Just like that. They always said it. When the oldest was the smallest. They would say it goes so fast. But in the everyday drudgery, it never feels that way. It never felt fast. And it didn’t even always feel natural. It felt like I was playing a role. For awhile. And then. Then I must have looked away. Because just like that. In a blink, it seemed. He’s in that spot. But he’s not the oldest. Or the middlest. He’s the youngest. And just. like. that. We are here. To our dream. Our hopes. Of being parents to three.
Just like that. In my belly. Beginning in me. Stretching me further than I knew I could go. Three. In our arms. Waking us at all hours. Needing us. Incessantly. Loving us. Unconditionally. Begging us. Daily. Stretching my heart further than I knew it could grow. And my sanity beyond measure, at points.

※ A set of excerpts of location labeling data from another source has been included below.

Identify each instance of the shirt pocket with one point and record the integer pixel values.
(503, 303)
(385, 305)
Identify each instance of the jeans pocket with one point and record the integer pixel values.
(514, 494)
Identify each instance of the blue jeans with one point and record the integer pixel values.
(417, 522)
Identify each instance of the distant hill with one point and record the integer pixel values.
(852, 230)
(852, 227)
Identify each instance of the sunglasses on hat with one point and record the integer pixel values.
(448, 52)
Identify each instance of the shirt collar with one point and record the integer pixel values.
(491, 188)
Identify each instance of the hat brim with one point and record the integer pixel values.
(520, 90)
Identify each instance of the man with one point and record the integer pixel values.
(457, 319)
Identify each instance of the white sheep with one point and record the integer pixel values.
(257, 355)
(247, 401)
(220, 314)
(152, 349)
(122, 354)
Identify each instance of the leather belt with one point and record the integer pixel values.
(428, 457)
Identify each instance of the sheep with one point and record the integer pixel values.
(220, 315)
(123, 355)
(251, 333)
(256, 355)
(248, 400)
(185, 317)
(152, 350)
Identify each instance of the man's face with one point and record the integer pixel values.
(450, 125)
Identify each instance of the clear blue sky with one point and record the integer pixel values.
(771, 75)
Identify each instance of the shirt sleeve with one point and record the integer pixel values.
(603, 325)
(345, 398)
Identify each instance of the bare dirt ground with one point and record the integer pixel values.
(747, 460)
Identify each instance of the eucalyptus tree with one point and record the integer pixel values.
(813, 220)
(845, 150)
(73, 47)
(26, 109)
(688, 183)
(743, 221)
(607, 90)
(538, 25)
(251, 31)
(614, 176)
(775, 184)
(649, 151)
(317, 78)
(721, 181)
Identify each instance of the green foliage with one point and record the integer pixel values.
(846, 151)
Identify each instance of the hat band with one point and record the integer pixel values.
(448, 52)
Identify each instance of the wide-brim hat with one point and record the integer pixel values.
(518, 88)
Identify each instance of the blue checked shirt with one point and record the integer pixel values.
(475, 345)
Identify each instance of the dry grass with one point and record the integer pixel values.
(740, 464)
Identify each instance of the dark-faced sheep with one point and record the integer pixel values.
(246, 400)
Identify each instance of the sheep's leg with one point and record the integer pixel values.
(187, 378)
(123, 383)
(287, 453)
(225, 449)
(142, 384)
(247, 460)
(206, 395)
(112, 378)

Just like that. It’s only been 5 years. But those 5 years have been a lifetime. A life. A time. Their life. Their time. Ours together. Proof of grace. And miracles. And now. Now we are headed to a different place. A new phase. A new lifetime it feels. When I really think about it.

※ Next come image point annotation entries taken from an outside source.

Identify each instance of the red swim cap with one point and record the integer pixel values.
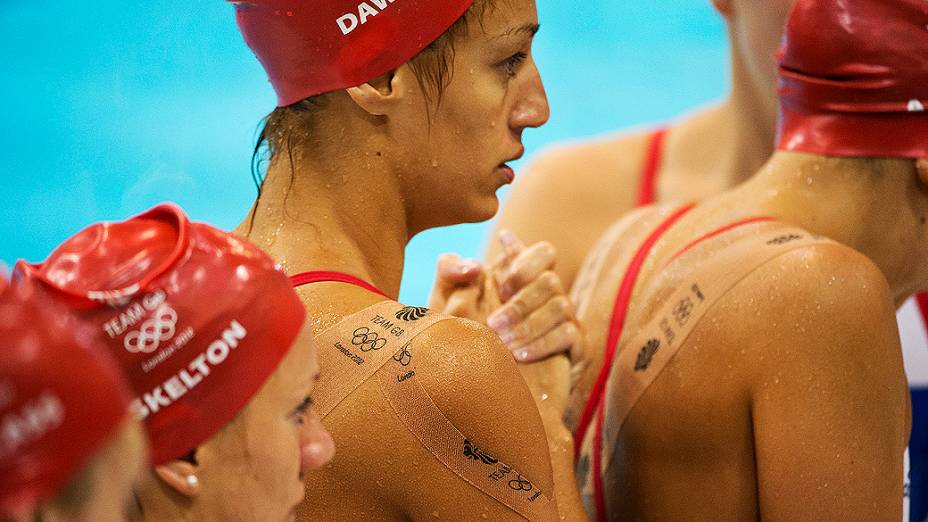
(198, 318)
(61, 400)
(854, 78)
(310, 47)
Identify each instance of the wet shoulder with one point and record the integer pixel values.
(815, 311)
(570, 193)
(473, 379)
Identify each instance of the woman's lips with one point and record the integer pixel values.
(508, 173)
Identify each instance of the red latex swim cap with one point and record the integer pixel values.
(310, 47)
(198, 318)
(854, 78)
(61, 400)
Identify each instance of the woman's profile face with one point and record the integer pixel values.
(254, 469)
(455, 151)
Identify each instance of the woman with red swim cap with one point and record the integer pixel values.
(219, 356)
(69, 450)
(748, 344)
(393, 118)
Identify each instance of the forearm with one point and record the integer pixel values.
(549, 383)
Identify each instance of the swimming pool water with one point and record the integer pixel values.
(107, 108)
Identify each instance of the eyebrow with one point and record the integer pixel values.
(530, 29)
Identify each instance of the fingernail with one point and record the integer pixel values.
(468, 265)
(505, 292)
(498, 321)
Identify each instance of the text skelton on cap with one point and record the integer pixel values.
(61, 400)
(198, 318)
(871, 106)
(310, 47)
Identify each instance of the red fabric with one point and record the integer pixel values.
(617, 322)
(198, 318)
(922, 300)
(312, 47)
(334, 277)
(852, 78)
(647, 190)
(619, 311)
(718, 232)
(61, 400)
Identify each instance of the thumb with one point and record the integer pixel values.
(452, 272)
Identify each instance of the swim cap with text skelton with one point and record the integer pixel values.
(198, 318)
(61, 400)
(854, 78)
(309, 47)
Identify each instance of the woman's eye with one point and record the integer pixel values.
(301, 411)
(511, 65)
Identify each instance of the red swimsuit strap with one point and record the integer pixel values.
(619, 309)
(333, 277)
(647, 190)
(922, 300)
(596, 410)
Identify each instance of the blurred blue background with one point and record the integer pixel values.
(107, 108)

Just like that. We are closing that door. That chapter. Today. Which means, that when the littlest man decides he wants to run like the wind, or the middlest stops asking every so often to be hoisted up as well, my hip will be empty. Because our littlest will likely forever be our littlest. Oh. There’s so much about this place where we’ve arrived. With these three little men. That feels just right. That feels like we are whole, in a whole new sense of the word.
But then there’s the twinge. Every so often. The motherly nudge. Just a small small whisper. That I can only hear in the quietest of moments. When I know that it has been through giving up pieces of myself that I’ve felt the most whole. When those pieces are nestled next to me. When one head is rested under my arm. In that spot between my shoulder and my chest. And when I catch a glimpse of their heads from above. When I look down and see the actual joy that has filled them. And when selfishly, I feel that young children make one feel young. It is then, those times, that I feel a brief moment of awareness and emotion that the littlest parts of them are past us now. That we’re past the tiny sqwauks. The freshest scent. The closeness to true miracles. The innocence of learning it all as you go. The smiles from strangers when they see the little legs kicking up and down. Upon your hip. And I think to myself, as I’ve said before, this. I will miss.

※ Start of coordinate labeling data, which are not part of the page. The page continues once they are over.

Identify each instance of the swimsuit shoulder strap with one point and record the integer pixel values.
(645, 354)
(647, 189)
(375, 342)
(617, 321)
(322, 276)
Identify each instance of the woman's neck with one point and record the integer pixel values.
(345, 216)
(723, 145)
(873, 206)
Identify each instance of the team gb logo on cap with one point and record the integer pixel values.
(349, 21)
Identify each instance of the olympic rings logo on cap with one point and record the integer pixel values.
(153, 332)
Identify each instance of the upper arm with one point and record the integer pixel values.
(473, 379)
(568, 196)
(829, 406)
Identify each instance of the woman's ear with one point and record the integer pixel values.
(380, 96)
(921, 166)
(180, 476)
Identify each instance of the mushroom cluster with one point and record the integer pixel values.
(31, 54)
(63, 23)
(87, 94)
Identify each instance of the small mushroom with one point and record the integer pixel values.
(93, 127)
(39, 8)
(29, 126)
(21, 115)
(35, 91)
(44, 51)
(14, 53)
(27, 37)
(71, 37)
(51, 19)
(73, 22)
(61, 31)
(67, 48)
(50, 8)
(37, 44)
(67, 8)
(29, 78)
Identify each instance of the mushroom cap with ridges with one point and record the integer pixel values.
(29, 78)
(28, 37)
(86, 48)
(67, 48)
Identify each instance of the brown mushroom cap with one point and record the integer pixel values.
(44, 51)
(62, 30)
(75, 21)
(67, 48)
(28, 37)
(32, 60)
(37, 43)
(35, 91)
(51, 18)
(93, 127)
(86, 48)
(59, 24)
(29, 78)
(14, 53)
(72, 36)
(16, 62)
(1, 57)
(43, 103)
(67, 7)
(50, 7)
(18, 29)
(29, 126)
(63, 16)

But I know that we need to be here. For them. And for us. So here we are. And do feel content in that. At least ninety-nine percent. Our hips, will be bare. And instead, little hands will hold ours. For a stage. And then another stage. And another. And big personalities will fill our lives with a new kind of comfort. I think. I hope. For contentment in the wonder and beautiful challenges that will come with each new stage that will come at us. Just like that.
It’s a ride, for sure. Sometimes wild. Often sweet. And mostly, incredible. And I’ve no doubt that the ages to come will be just as much so. If not more. And I have to think, What a gift. Because we want to experience children. And being parents. And we get to. Just. like. that.